MiJodsR2BlinkinTite said:



			I'm a Fosterer for Cats Protection, and we are always in the situation of having to go and deal with a huge cat problem somewhere or other, where no-one has had the foresight to ensure the cats are neutered, and the whole situation has escalated hopelessly.
		
Click to expand...

I can see how that happens, just 1 cat has now turned into 11 in just one summer.  I guess left to themselves a number wouldn't make it through their first winter but why let animals breed when they are going to struggle.


----------



## Archangel (30 November 2019)

Another update... Fenella has moved the kittens into the stables and into the Wendy House I bought for the first litter.  Clever Fenella, they are nice and warm in there and close to the feeding place. 

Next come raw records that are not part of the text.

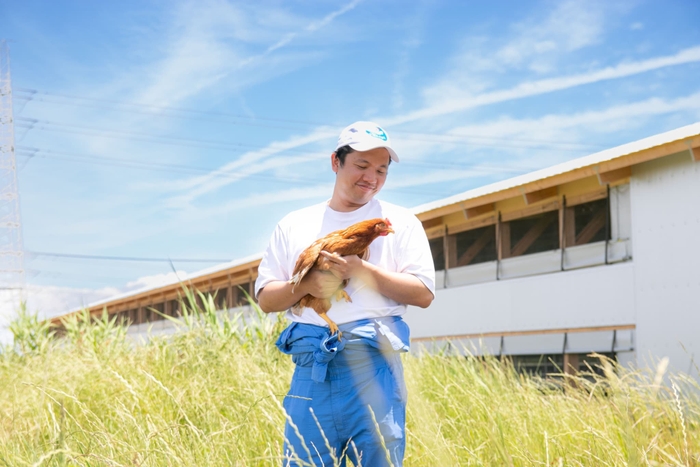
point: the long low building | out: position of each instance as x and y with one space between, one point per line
598 254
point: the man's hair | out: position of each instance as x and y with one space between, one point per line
343 151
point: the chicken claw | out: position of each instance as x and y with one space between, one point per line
341 293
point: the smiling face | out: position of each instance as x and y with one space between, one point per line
359 179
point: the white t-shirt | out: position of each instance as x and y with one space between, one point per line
406 250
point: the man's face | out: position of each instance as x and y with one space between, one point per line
361 177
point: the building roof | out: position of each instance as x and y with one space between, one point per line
609 165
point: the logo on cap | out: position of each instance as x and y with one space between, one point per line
380 135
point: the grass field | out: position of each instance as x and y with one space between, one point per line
211 396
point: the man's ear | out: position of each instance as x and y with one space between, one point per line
335 163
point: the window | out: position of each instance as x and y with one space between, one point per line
553 364
160 308
473 246
585 223
175 308
530 235
437 247
221 299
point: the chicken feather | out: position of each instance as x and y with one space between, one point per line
354 240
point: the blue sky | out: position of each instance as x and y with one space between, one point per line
188 129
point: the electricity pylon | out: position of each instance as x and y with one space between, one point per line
12 280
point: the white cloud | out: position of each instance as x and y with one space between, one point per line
545 86
249 161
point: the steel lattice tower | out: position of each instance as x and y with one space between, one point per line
12 280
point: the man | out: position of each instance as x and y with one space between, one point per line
347 397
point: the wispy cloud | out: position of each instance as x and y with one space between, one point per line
548 85
208 183
312 27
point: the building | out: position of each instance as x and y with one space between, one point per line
598 254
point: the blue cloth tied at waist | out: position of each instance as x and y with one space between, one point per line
314 346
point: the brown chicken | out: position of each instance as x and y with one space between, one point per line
354 240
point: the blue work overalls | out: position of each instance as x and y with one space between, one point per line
348 397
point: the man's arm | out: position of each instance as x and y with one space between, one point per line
400 287
278 295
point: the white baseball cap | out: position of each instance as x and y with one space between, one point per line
363 136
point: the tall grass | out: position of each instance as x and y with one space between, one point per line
212 394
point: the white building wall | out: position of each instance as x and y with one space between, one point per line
597 296
665 203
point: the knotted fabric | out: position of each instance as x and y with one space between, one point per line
313 346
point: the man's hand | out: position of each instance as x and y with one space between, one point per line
343 267
321 284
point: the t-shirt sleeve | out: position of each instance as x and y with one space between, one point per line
273 266
414 254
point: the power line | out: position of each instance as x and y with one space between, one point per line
33 124
127 258
254 121
31 152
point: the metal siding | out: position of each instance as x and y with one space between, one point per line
666 229
597 296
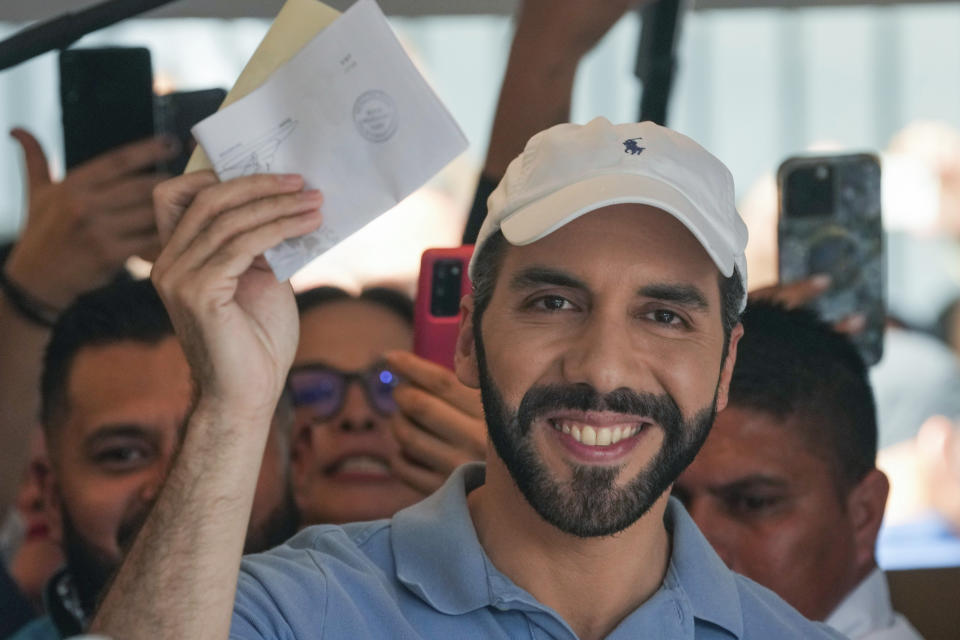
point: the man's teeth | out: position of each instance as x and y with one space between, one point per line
594 436
364 464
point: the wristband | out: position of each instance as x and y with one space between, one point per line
26 305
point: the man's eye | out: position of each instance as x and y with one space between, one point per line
121 457
752 504
667 317
552 303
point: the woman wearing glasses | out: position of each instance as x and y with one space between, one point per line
377 428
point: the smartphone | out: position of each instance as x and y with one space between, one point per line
176 113
106 95
436 320
830 223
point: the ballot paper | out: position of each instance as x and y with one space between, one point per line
296 24
349 112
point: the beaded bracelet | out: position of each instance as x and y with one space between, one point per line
26 305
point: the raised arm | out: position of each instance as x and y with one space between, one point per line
239 330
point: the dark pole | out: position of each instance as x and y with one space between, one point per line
62 31
657 56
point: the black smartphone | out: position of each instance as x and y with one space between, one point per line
107 99
175 115
830 223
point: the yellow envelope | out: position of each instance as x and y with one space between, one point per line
295 25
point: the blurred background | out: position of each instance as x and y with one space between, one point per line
757 81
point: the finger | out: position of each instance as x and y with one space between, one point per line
131 191
435 379
851 325
146 247
209 203
794 294
424 447
250 216
238 254
132 221
442 419
123 161
420 478
35 160
172 197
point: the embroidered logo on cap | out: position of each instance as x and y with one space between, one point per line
631 147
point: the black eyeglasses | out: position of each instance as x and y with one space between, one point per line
323 388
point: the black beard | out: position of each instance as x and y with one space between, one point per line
590 504
279 526
90 568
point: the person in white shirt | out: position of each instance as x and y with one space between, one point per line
786 487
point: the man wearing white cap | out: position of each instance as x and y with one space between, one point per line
602 332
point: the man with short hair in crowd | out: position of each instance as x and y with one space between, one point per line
602 332
786 488
116 390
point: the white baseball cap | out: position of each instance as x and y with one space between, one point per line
569 170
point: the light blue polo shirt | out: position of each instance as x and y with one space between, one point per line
423 574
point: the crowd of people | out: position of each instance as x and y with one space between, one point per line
630 444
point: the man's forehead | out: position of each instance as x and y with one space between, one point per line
128 383
623 240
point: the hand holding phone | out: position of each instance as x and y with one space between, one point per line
439 423
830 224
106 95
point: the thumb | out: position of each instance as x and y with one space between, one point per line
38 171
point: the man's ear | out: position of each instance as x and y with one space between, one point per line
465 357
52 500
726 371
865 506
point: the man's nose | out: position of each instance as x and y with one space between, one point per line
600 355
357 415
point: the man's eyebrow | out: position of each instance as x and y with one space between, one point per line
754 481
685 295
122 430
539 276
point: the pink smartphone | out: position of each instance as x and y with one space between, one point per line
443 282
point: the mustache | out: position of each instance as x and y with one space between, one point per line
543 399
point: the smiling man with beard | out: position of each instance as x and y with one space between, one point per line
602 332
116 390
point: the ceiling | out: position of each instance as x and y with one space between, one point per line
29 10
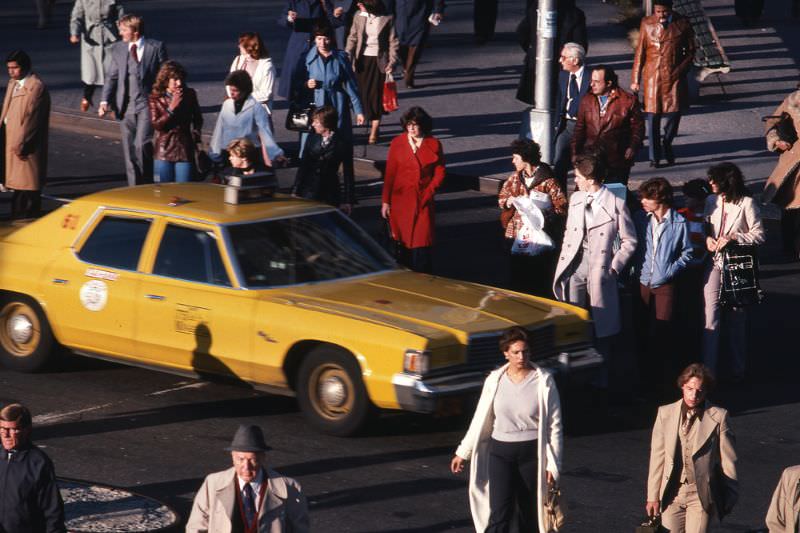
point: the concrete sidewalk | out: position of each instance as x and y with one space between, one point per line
468 89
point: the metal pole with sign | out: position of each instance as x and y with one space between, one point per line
542 114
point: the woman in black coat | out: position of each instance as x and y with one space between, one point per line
571 29
325 151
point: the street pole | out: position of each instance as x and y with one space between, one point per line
543 90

Here they are, they have just started on a bit of kitten food.  Oh and there are SEVEN of them not six!


----------



## cobgoblin (30 November 2019)

paddy555 said:



			do you all take ferals to be spayed to your normal vet or is RSPCA or anywhere else better. I am feeding a feral that I can catch and think she is a female. She is quite small and looks young but may not be. I want to have her back and look after her after spaying and I am happy to pay for the op. I am just wondering if one place is better than the other?
		
Click to expand...

Ask your vet if they can cope with a feral and if they don't mind it being short notice. 
My vet just said to phone up when we caught them and they would fit it in that day... And ask for dissolvable stitches. 
.


----------



## BeckyFlowers (30 November 2019)

Omg the kittens are so gorgeous!  But good luck with the trapping.


----------